Antonio Cesti (1623-1669), outro a se destacar, estreou suas óperas em Viena, com II pomo d’oro (1668), famosa ópera de gala do casamento do imperador Leopoldo I com Margarita da Espanha. Cesti não apenas compunha, mas também era um tenor hábil e cantava muitas de suas peças.
A ópera em Nápoles
A ópera nasceu em Florença, enriqueceu-se em Veneza e Roma e alcançou o máximo esplendor em Nápoles, onde adquiriu características próprias que levariam à ópera napolitana. As técnicas vocais na ópera ganharam outro nível em Nápoles. Cantores começavam a se tornar “divas”, assumindo o centro das óperas e colocando orquestras e coros sob sua “regência”.

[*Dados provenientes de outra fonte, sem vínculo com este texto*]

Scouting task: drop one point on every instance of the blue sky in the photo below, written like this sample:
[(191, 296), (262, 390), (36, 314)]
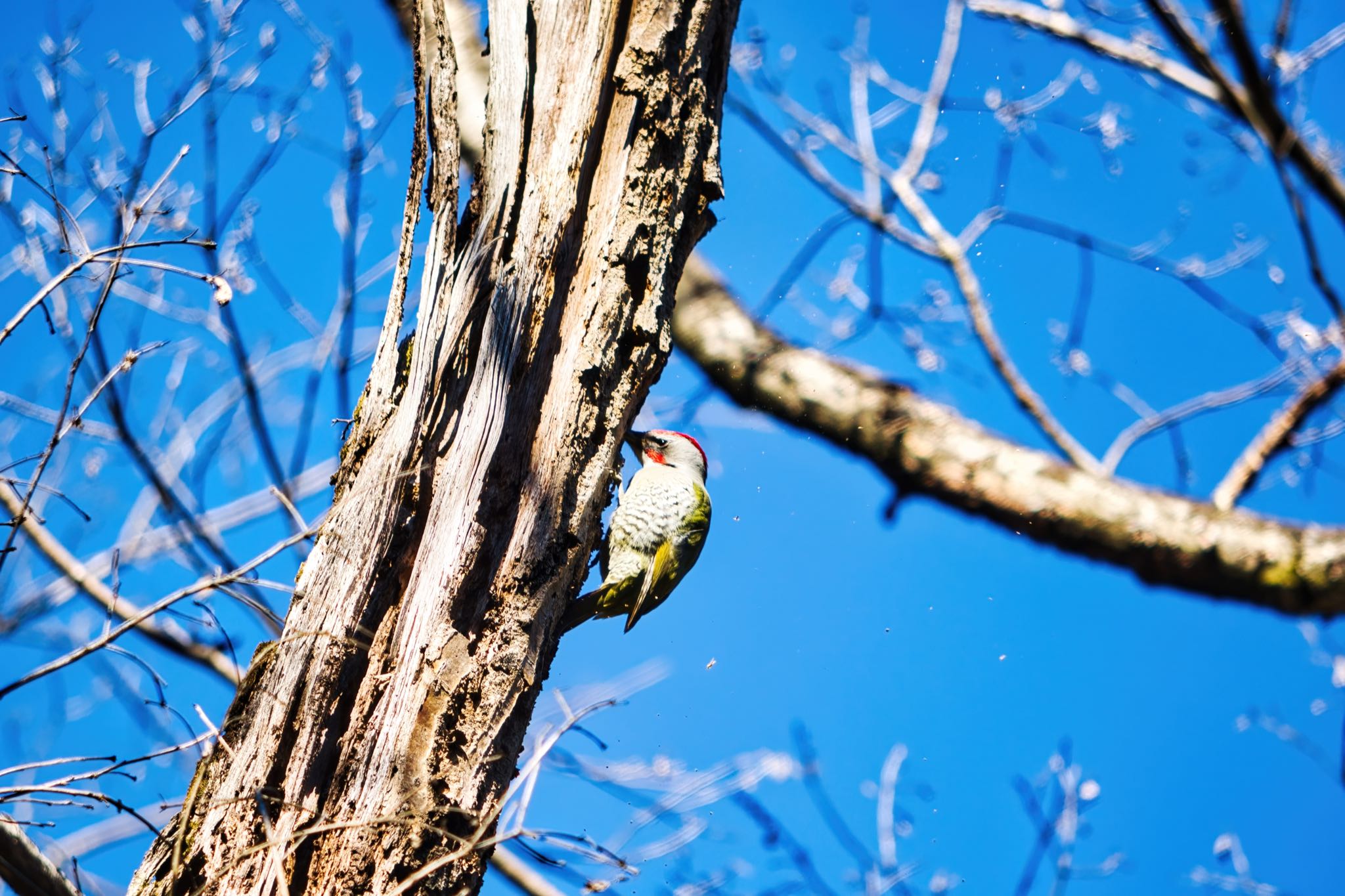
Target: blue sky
[(971, 645)]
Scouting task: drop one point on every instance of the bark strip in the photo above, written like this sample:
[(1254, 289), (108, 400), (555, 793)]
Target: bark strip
[(380, 733)]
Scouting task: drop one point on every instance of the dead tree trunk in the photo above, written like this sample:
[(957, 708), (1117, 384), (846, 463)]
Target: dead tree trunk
[(374, 740)]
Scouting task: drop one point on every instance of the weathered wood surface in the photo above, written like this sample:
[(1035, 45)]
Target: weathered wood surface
[(381, 731)]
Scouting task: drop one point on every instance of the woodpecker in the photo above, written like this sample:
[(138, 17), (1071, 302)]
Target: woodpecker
[(657, 532)]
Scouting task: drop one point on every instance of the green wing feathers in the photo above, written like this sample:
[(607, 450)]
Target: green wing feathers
[(636, 595)]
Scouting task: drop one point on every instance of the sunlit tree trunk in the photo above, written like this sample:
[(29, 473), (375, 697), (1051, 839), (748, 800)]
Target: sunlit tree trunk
[(370, 746)]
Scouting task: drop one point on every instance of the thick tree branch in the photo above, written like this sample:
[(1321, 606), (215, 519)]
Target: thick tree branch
[(930, 449), (23, 867)]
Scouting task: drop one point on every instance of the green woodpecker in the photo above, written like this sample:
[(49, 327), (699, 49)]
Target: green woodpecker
[(657, 532)]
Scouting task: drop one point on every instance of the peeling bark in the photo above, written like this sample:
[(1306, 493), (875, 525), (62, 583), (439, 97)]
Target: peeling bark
[(1161, 538), (380, 733)]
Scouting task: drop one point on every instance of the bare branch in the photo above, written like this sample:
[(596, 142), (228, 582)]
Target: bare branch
[(930, 449), (24, 868), (1061, 24), (137, 618), (1274, 437), (163, 634)]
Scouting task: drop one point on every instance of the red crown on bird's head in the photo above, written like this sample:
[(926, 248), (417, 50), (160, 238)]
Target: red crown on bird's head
[(705, 461)]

O principal representante da ópera napolitana foi o siciliano Alessandro Scarlatti (1660-1725). Encontrou seu próprio estilo com a obra Pirro e Demetrio (1694). Scarlatti foi autor de mais de cem obras, muitas com temas ainda greco-romanos, tais como Mitrídates Eupátor (1707), Telêmaco (1718) e Griselda (1721).
Outro grande nome de Nápoles, Giovanni Battista Pergolesi (1710-1736), criou o cenário para o grande sucesso e maturidade da ópera bufa. Enquanto em Veneza e Florença ainda seguiam tons sacros, heróicos e grandes dramas, a comédia ganharia outro nível no sul italiano.
A ópera bufa napolitana
No século XVIII, Nápoles criou a ópera bufa como reação ante a falta de comicidade que se fazia sentir nos libretos de Apostolo Zeno (1668-1750) e Pietro Metastasio (1698-1782). As grandes plateias populares podiam estar mais presentes – e compositores viram a comédia e o escracho como uma forma óbvia de trazer ainda mais gente às suas apresentações. Contudo, a “bufa” não era simplesmente uma comédia. Nas bufas eram poucos os personagens – muitas vezes um dueto – e as tramas seguiam traços da vida cotidiana. As vozes eram naturais e as árias muitas vezes eram baseadas em cantigas existentes e na tradição oral das comunidades. As palavras e o vocabulário era simples – acessível. Raramente atuavam baixos e barítonos – mesmo para personagens masculinos, as vozes mais agudas eram o centro – criando um tom mais cômico.
A bufa e os movimentos mais sérios do norte italiano se espalhariam pela Europa. Grandes compositores clássicos, até como forma de expandir sua influência e sob encomenda de seus mecenas, criariam peças para a eternidade: como A Flauta Mágica, de Mozart, Tosca e Madame Butterfly, de Puccini, e tantas outras.
Referência:
A. Harman, in. História da música: Renascença e Barroco, volume II, vários autores, dirigida por Alec Robertson e Denis Stevens, Ulisseia, Lisboa, i 963.